Vous êtes pour l’interdiction d’Autant en emporte le vent, de Blow up, pour le licenciement de gens compétents qui font bien leur travail comme ce directeur de musée de San Francisco viré parce qu’il a simplement dit qu’il continuerait à exposer des œuvres d’artistes masculins et blancs ?
Mais non, bien sûr ! Tout cela est horrible, cette cancel culture est horrible, mais je pense que ça ne durera pas.
Entre Valérie et Kathleen, le livre est un superbe portrait amoureux de deux femmes. Comment vous positionnez-vous par rapport au féminisme, l’un des sujets majeurs dans le débat public actuel ?
Ma transmutation de « macho » s’opère quand je deviens veuf et que je me mets à m’occuper du ménage, de la lessive, des enfants… À ce moment, je fais tout : je suis le mec, le père, la mère poule, et quand Kathleen débarque dans ma vie, j’ai pris le pli et je fais ces choses mieux qu’elle. Il y a autre chose qui est dégenré : le fait de travailler à des horaires indus, de 2 h 30 à 9 heures du matin, fait que la personne avec qui je vis n’a pas conscience que je travaille vraiment – mais si j’étais homo et vivais avec un mec, ou si nous étions deux femmes, ce serait pareil.
Votre regard sur #MeToo ?
En dehors de mon couple, je pense qu’on vit une époque révolutionnaire. Mais l’intime m’intéresse plus que l’identité. L’identité est politique, l’intime est personnel, et les sujets intimes ont tendance à devenir politiques. Je trouve les combats féministes intéressants mais je ne les vis pas, ce n’est pas mon combat, si ce n’est par procuration. J’ai lu des papiers très intéressants sur les périodes menstruelles et leur influence sur le travail, sur les prothèses vaginales, sur les modes de contraception… Je connais ça car j’ai une femme jeune et une fille enceinte ; ce qui est nouveau, c’est que ça devient politique. Ça m’intéresse mais ça ne m’implique pas.

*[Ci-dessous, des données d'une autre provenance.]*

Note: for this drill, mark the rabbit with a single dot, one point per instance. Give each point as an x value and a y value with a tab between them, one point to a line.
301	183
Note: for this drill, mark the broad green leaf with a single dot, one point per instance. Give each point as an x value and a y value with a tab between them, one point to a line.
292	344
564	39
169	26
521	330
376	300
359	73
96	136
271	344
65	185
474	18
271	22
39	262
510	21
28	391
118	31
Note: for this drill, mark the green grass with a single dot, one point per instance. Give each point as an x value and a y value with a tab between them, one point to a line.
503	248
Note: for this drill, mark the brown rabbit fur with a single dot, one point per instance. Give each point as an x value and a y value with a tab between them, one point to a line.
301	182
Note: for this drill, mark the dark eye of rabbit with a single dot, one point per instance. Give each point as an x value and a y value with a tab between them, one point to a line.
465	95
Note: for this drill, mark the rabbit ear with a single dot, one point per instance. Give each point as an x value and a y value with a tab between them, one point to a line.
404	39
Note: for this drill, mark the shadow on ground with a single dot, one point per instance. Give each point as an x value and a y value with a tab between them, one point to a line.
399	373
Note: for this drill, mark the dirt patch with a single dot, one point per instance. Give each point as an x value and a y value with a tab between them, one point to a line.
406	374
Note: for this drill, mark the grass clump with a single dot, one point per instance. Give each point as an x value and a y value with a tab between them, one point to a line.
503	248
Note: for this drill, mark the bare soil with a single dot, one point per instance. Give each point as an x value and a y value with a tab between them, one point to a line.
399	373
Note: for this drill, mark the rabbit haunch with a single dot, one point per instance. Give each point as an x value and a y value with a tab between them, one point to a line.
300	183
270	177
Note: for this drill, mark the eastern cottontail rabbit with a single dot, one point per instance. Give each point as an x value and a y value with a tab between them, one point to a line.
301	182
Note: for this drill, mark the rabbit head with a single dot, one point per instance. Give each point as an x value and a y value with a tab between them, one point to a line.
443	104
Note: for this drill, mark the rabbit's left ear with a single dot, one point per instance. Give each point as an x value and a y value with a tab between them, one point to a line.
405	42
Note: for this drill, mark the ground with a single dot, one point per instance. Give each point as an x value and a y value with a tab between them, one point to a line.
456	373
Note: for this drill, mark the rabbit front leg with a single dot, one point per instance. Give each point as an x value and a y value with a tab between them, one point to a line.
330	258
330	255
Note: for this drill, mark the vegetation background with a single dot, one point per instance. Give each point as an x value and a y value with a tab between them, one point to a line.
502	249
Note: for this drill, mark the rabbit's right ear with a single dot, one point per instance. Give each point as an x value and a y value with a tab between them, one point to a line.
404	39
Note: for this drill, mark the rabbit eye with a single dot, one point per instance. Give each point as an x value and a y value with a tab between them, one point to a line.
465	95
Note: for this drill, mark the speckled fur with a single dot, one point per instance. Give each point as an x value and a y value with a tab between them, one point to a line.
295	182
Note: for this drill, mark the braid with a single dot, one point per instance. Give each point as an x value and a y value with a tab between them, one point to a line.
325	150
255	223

La critique de la « culture du viol », du « patriarcat systémique », des « mâles blancs dominants », ça ne vous implique pas ?
Vous semblez obnubilé par des phénomènes groupusculaires qui ne me passionnent pas.

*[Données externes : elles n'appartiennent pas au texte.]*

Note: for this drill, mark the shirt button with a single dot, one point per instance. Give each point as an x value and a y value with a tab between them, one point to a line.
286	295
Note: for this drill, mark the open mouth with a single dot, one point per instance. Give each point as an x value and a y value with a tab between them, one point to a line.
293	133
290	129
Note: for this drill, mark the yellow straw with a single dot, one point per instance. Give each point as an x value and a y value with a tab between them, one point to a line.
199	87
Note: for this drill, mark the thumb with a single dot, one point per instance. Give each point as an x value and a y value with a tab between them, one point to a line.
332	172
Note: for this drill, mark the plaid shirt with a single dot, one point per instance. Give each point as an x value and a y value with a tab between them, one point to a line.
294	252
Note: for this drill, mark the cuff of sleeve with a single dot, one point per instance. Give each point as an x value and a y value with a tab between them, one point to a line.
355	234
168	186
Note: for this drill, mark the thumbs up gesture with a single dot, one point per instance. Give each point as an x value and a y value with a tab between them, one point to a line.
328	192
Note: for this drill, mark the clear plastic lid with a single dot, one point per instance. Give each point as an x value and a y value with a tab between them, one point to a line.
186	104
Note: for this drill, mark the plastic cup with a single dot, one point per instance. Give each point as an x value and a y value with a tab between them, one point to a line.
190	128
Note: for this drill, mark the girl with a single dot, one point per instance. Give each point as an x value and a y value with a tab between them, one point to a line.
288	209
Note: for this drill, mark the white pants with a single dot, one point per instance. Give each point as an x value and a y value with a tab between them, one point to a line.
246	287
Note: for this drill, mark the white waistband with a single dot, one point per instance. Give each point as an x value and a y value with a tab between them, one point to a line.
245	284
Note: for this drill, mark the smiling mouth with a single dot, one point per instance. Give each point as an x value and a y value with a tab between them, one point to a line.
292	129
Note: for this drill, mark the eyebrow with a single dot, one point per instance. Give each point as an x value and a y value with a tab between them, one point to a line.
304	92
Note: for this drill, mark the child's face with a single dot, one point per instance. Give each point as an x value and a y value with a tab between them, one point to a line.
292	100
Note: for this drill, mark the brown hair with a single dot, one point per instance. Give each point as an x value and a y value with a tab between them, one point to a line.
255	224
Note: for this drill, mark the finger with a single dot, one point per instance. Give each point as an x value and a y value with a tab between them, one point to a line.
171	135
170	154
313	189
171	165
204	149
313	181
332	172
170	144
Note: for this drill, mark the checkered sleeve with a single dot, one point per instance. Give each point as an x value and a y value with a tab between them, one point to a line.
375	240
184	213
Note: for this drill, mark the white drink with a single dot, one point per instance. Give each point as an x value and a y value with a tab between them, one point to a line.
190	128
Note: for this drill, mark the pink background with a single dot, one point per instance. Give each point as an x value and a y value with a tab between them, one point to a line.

« Groupusculaires », vous êtes sûr ?
Dans la société, il me semble que oui. Mais c’est vrai qu’on vit une période révolutionnaire avec ces nouveaux combats, les jeunes générations qui en demandent plus, la radicalisation féministe, la « cancel culture », etc. Je regarde tout ça avec intérêt mais je ne sais pas si je suis quelqu’un de l’Ancien régime, si je suis LaFayette ou Mirabeau, un Girondin ou un Montagnard modéré… Je pense en tout cas que je ne suis pas un hébertiste. Je ne sais pas jusqu’où tout cela va aller. Y aura-t-il des thermidoriens qui vont dire « aller, ça suffit, on revient en arrière » ? Je discute avec des gens qui savent qu’il y a là un sujet mais qui sont prêts de devenir thermidoriens. On sait bien que Weinstein ne vient pas du néant, donc oui, il y a des sujets, je ne fais pas semblant de ne pas les voir. Beaucoup de choses aujourd’hui font écho à ce que me disait Valérie et que je n’écoutais pas forcément. Par exemple, sur la difficulté absolue d’être une femme, de vouloir le mieux dans le métier et dans la maternité… Les choses sont plus simples et naturelles pour Kathleen, qui a vingt ans de moins que moi et qui me confronte à de nouveaux sujets. J’entends tout ça. Ce que je me demande, c’est quelle est la place de la critique d’un texte comme celui de Despentes après les César, non pas à cause de son féminisme mais en raison de son côté La Cause du peuple à l’époque de Bruay-en-Artois », avec la bourgeoisie unanimement mise en accusation. Être un ancien et avoir connu La Cause du peuple fait que je relativise les passions d’aujourd’hui parce qu’on a déjà beaucoup vu ça.